Приняв журнал, я впервые должен был подчиниться дисциплине будничной жизни. Я вставал рано – поцеловать розовые персты зари, которые обессмертила Мари Корелли [70], затем ел плотный завтрак, обсуждал с детьми последние новости и чинно выходил на Кингс-роуд. Эта неприглядная улица – бледная тень Оксфорд-стрит, но без малейшего намека на Оксфорд – безошибочно, впрочем, выводила меня к Слоун-сквер и яростному миру подземки. Путешествие от Слоун-сквер к Чаринг-кроссу каждый раз становилось для меня захватывающим событием: никогда раньше я так тесно не соприкасался с представителями средних сословий, и я пристально вглядывался в них в поисках признаков жизни. Увы, поиски не увенчались успехом. Жизнь редакции была мне по-своему интересна: словно я пришел в большую семью, целиком состоящую из сумасшедших тетушек и безграмотных племянников. Как главный редактор, я должен был изображать не меньшее внимание ко всяким рутинным вопросам, чем то, которое проявляли прочие сотрудники, – взять, к примеру, правку материалов, которым, ей-богу, лучше было дать спокойно умереть, – и служебные обязанности изнуряли меня. Каждый новый день был точным повторением предыдущего.

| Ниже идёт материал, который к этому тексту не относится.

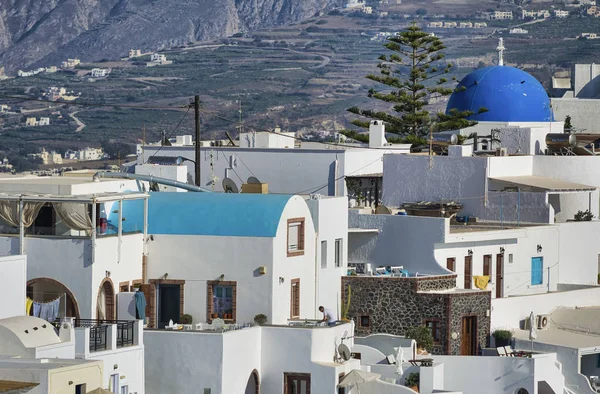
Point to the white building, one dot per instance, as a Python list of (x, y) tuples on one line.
[(577, 97), (157, 59), (518, 30), (99, 72), (267, 245), (70, 63), (36, 357), (502, 15), (85, 260), (309, 168)]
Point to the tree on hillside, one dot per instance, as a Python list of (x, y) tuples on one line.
[(414, 73)]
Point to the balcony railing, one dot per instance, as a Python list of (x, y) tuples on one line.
[(99, 332), (98, 336), (125, 333)]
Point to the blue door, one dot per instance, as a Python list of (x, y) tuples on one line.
[(537, 270)]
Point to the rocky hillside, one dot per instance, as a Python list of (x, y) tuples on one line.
[(43, 33)]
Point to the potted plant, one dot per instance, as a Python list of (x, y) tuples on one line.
[(502, 337), (260, 319), (413, 381), (186, 319), (423, 337)]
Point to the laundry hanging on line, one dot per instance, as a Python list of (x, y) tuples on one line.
[(47, 310)]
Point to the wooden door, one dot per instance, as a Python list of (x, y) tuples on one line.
[(468, 339), (468, 272), (487, 265), (499, 275), (295, 299), (169, 304), (296, 383)]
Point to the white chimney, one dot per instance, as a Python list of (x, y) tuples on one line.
[(377, 134)]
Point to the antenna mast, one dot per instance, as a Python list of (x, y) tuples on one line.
[(500, 48)]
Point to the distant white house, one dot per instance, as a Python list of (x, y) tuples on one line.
[(157, 59), (100, 72), (86, 154), (518, 30), (70, 63)]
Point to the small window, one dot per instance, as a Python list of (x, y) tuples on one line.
[(339, 252), (433, 327), (114, 383), (365, 321), (323, 254), (295, 237), (222, 294), (451, 264)]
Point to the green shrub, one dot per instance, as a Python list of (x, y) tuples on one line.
[(260, 319), (186, 319), (422, 335), (413, 380)]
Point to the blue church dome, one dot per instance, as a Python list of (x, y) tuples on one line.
[(509, 94)]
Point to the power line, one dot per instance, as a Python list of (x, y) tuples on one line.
[(91, 105), (332, 144), (170, 135)]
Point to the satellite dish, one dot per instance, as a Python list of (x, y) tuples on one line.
[(382, 210), (229, 186), (344, 352)]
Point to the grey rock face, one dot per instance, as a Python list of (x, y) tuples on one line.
[(43, 33)]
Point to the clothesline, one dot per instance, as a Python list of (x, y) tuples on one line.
[(49, 310)]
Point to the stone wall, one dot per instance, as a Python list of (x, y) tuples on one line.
[(393, 305), (476, 304)]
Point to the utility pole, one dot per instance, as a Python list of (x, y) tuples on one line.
[(197, 157)]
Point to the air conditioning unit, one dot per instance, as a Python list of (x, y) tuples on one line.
[(543, 322)]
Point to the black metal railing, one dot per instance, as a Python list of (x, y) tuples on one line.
[(125, 333), (98, 338)]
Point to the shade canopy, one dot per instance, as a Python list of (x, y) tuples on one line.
[(357, 376)]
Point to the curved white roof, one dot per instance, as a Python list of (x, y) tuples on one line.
[(31, 331)]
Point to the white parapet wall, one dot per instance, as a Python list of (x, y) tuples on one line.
[(507, 313)]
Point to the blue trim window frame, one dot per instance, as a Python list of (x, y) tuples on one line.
[(537, 271)]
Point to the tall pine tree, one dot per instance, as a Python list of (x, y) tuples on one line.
[(415, 73)]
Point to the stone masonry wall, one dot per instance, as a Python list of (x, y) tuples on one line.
[(393, 305), (475, 304)]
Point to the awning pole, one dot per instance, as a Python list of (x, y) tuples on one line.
[(94, 224), (21, 228)]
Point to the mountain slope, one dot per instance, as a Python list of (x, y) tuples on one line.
[(43, 33)]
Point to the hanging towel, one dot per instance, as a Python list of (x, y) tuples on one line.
[(53, 310), (140, 305), (481, 282), (37, 307), (28, 305)]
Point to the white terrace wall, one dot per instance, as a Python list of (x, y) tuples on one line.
[(330, 216), (402, 240), (12, 291), (507, 313)]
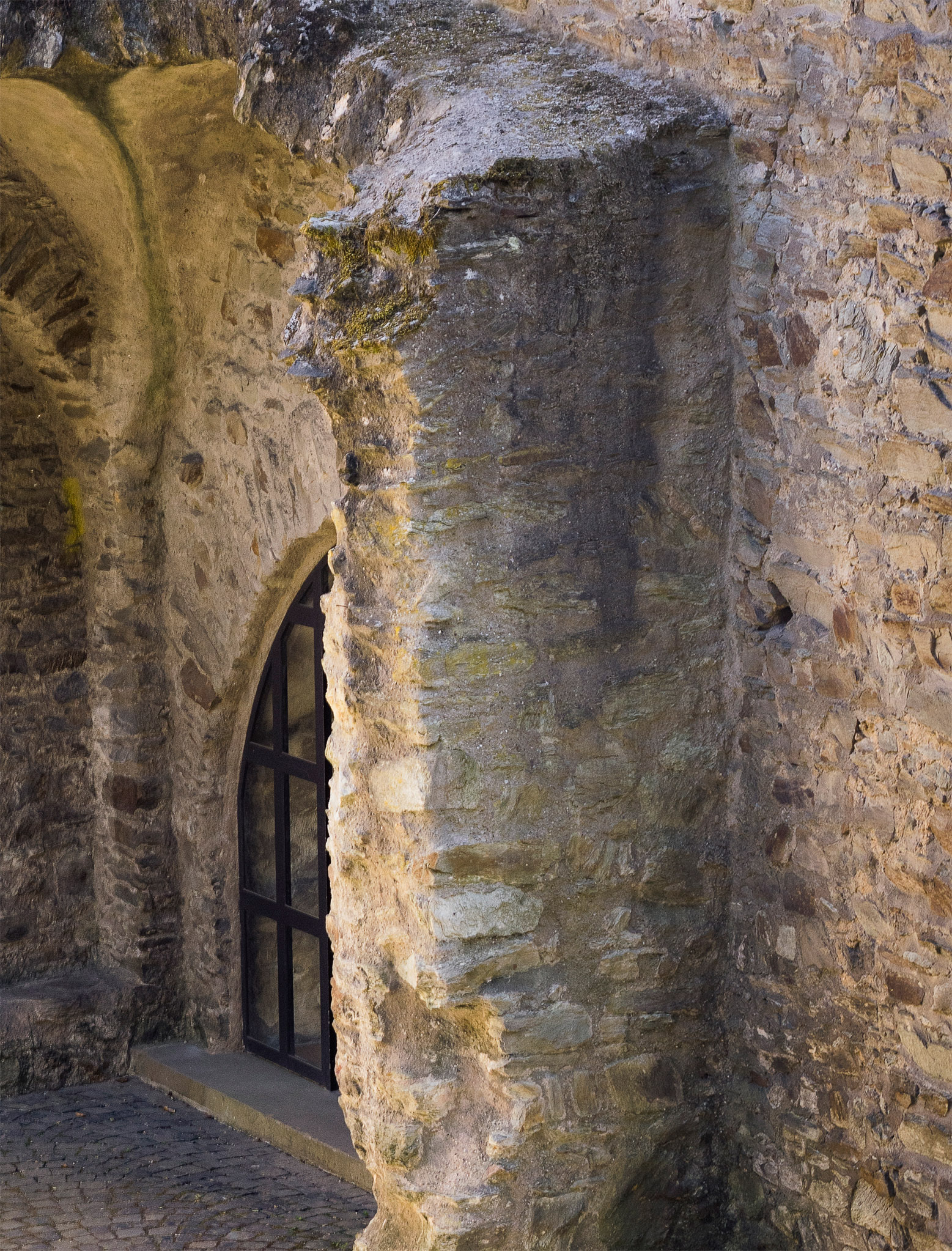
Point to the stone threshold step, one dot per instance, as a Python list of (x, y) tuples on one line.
[(259, 1098)]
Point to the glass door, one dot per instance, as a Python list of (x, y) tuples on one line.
[(283, 854)]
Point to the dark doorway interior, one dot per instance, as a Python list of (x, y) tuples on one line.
[(282, 822)]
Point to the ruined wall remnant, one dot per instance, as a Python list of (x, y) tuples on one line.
[(527, 631), (629, 330), (838, 1021), (154, 485)]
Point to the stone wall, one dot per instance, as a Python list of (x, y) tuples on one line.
[(642, 802), (527, 631), (166, 487), (839, 1014)]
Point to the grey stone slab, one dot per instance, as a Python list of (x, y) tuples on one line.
[(259, 1098)]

– Мистер Уайльд, – объявлял секретарь при моем появлении, хотя часто, кроме нас двоих, в комнате никого не было.
– Да, мистер Кардью, это я.
– Мне кажется, мистер Уайльд, сегодня чуть потеплело.
– Да, я тоже это почувствовал, мистер Кардью.
– Как ваше здоровье, мистер Уайльд?
– Замечательно, мистер Кардью. И жена моя здорова, и дети тоже.
– Рад слышать.
– Есть ли свежая почта, мистер Кардью?
Он протягивал мне несколько писем. Я распечатывал их тут же, не отходя от его стола, – эта моя привычка, похоже, его раздражала, но я не выношу вида запечатанного конверта. Бросаюсь на него немедленно.
– Мне кажется, тут нет ничего существенного, мистер Кардью.
– Ответить, как мы всегда отвечаем?
– Великолепная идея, мистер Кардью. – Где он сейчас, этот Кардью?
Такая жизнь меня тяготила, но все же редакторские обязанности вводили мои дни в некие рамки, которые были мне необходимы. Я считал, что как художник я умер; блестящее будущее, которое мне сулили, казалось, уже успело наступить и кончиться.